Jamison, who emigrated to the United States from Northern Ireland as a young doctor, started a solo medical practice in Smithfield in 1961. He was joined several years later by Dr. Desmond Longford, and the two grew the practice into what is now known as the Smithfield Medical Center, he said Wednesday.

Early in his service to the town and its residents, Jamison became the Luter family doctor, and he was the packing company’s on-call physician “from Day One,” he said.

Today, he and Dr. Longford serve as the co-medical director at the free clinic, and he’s been part of the team there since the project was conceived.

Having retired in 2005 after 50 years in the practice of medicine, he said, working at the clinic is something he owes to the community that supported him.

“Payback is the way I look at it,” he said. “It’s my way of giving back to the community.”
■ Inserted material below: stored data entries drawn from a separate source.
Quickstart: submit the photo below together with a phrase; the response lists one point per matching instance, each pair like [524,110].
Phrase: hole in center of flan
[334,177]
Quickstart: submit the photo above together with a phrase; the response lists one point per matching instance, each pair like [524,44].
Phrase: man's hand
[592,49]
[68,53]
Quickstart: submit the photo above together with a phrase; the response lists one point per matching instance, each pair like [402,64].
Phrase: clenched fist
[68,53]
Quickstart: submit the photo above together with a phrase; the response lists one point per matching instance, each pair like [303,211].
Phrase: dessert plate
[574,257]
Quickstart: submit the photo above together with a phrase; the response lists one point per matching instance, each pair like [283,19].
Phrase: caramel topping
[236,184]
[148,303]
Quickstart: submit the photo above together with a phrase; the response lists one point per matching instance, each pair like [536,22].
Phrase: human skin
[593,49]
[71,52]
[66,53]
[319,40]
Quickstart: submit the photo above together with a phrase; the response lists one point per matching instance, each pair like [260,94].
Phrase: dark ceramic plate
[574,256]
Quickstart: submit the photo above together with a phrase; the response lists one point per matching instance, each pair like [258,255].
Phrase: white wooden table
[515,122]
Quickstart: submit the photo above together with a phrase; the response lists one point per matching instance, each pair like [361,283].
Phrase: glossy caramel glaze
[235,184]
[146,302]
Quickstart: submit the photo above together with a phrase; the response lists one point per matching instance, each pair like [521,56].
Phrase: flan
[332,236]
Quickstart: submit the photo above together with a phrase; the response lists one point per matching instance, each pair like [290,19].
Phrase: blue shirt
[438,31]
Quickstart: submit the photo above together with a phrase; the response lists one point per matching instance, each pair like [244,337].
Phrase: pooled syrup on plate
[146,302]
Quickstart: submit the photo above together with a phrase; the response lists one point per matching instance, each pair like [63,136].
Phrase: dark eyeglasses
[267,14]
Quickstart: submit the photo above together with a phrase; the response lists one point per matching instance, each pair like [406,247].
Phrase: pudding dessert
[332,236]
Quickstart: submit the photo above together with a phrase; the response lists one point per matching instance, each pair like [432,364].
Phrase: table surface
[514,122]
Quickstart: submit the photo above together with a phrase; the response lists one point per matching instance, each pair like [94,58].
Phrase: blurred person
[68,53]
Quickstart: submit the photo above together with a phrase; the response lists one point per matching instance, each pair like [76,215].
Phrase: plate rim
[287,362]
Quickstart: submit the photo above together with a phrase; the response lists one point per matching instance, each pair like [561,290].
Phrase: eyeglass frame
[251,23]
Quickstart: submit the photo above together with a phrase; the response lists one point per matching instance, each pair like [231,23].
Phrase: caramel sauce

And even though Wednesday’s donation represented a kind of payback for — or at least recognition of — his service to Smithfield Foods and the Smithfield community for so many years, Jamison was uncomfortable looking at it that way.

“I don’t like to think of it that way,” he said. “I like to think of it as a donation to the clinic and all the people there. I’m very touched, but I’m not the only one working there.”
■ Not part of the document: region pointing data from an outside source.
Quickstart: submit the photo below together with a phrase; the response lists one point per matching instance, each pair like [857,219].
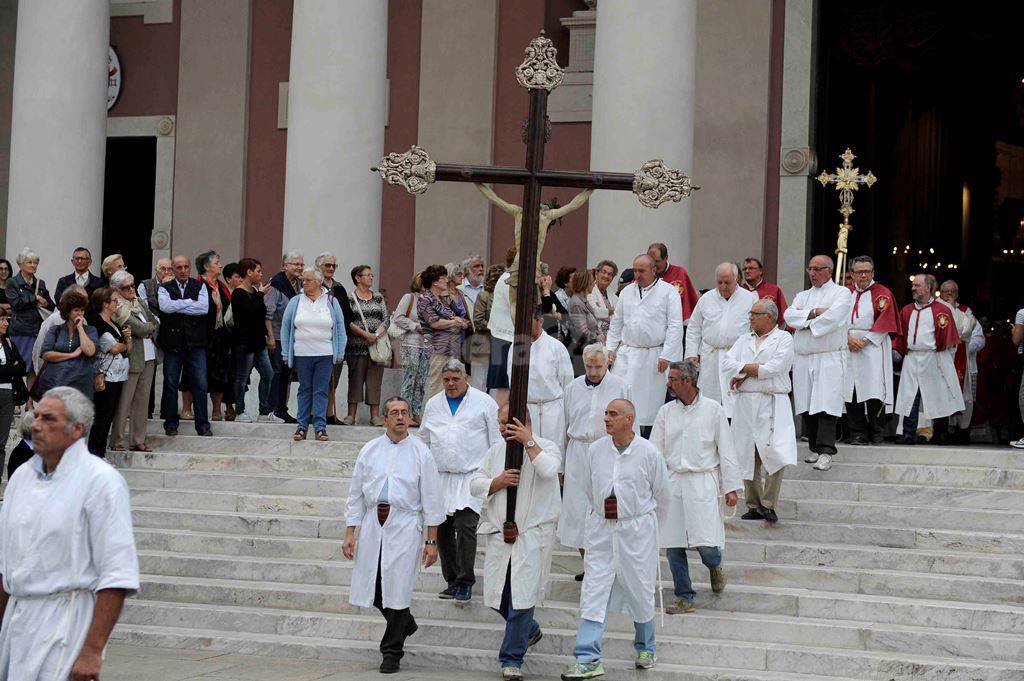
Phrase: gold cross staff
[847,179]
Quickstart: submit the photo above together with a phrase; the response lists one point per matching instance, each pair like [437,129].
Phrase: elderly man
[868,383]
[68,554]
[459,425]
[693,434]
[646,334]
[820,317]
[719,318]
[585,400]
[625,478]
[758,367]
[550,373]
[515,572]
[966,359]
[394,494]
[928,382]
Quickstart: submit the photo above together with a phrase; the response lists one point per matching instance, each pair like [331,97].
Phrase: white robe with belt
[621,564]
[702,466]
[414,492]
[61,540]
[538,504]
[647,326]
[762,416]
[550,372]
[713,328]
[820,346]
[585,415]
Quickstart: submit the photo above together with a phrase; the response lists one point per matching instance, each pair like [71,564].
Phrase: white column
[336,117]
[58,131]
[643,109]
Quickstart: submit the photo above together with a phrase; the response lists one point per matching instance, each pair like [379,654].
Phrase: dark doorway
[128,202]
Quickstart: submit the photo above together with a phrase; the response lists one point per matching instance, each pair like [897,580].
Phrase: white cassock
[550,372]
[702,466]
[762,416]
[713,328]
[538,504]
[820,346]
[930,372]
[414,492]
[869,371]
[62,539]
[647,326]
[585,415]
[458,442]
[621,563]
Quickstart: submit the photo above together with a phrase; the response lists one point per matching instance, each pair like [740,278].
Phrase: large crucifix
[653,184]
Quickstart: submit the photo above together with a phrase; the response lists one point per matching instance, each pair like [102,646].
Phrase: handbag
[380,351]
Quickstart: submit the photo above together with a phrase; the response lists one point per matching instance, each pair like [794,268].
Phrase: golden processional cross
[847,179]
[653,184]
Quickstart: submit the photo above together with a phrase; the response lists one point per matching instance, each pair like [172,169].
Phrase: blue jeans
[244,363]
[711,556]
[314,381]
[519,626]
[588,645]
[193,360]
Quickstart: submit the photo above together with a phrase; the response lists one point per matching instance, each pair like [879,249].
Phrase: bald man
[719,318]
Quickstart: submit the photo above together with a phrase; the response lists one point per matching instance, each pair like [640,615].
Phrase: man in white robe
[820,318]
[550,373]
[394,494]
[460,423]
[515,575]
[585,400]
[646,334]
[67,550]
[692,432]
[763,431]
[719,318]
[626,477]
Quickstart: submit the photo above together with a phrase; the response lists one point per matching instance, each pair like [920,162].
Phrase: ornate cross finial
[540,71]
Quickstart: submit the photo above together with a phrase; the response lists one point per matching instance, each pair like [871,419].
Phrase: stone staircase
[899,563]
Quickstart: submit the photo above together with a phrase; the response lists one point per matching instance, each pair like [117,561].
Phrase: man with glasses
[820,318]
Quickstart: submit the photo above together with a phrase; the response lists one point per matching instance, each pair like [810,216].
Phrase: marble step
[704,624]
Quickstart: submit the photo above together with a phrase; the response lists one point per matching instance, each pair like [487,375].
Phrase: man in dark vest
[183,306]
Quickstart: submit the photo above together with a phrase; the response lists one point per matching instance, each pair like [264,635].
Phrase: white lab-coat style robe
[762,416]
[538,504]
[61,540]
[820,346]
[585,406]
[459,442]
[930,372]
[621,564]
[647,326]
[713,328]
[869,371]
[550,372]
[415,495]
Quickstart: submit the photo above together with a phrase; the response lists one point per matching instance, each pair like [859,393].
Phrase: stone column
[336,117]
[643,109]
[58,131]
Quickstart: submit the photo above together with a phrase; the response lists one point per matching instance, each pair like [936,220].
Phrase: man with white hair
[459,425]
[585,400]
[820,318]
[758,367]
[67,549]
[646,334]
[718,320]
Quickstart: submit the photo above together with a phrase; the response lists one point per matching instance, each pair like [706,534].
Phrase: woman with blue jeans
[312,339]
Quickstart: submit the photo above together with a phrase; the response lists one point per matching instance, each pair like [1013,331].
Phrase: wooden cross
[653,184]
[847,179]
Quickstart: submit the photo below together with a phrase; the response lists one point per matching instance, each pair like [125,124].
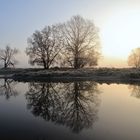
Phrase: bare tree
[7,56]
[44,47]
[7,88]
[81,42]
[134,58]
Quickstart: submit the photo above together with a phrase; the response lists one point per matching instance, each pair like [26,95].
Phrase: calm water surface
[69,111]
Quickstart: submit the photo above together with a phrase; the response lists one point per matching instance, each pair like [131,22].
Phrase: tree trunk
[76,58]
[5,65]
[44,64]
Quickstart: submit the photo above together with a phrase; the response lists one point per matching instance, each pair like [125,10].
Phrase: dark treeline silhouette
[74,105]
[74,43]
[7,88]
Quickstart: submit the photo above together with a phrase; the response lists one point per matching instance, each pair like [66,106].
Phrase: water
[69,111]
Doris Salem, the executive director for WTFC, was ecstatic about the donation.

“It’s a tremendous help,” she said. “We graciously accept it and are pleased to have it.”

The clinic began operating out of new, larger quarters in October, thanks in large part to a grant from the Obici Foundation.

Since its 1,400 patients are treated free of charge, the only income for the clinic comes from grants and donations, Jamison pointed out.

“We are very dependent on donations and grants,” he said. “A lot of people have been very generous. If not, (the clinic) wouldn’t be there.”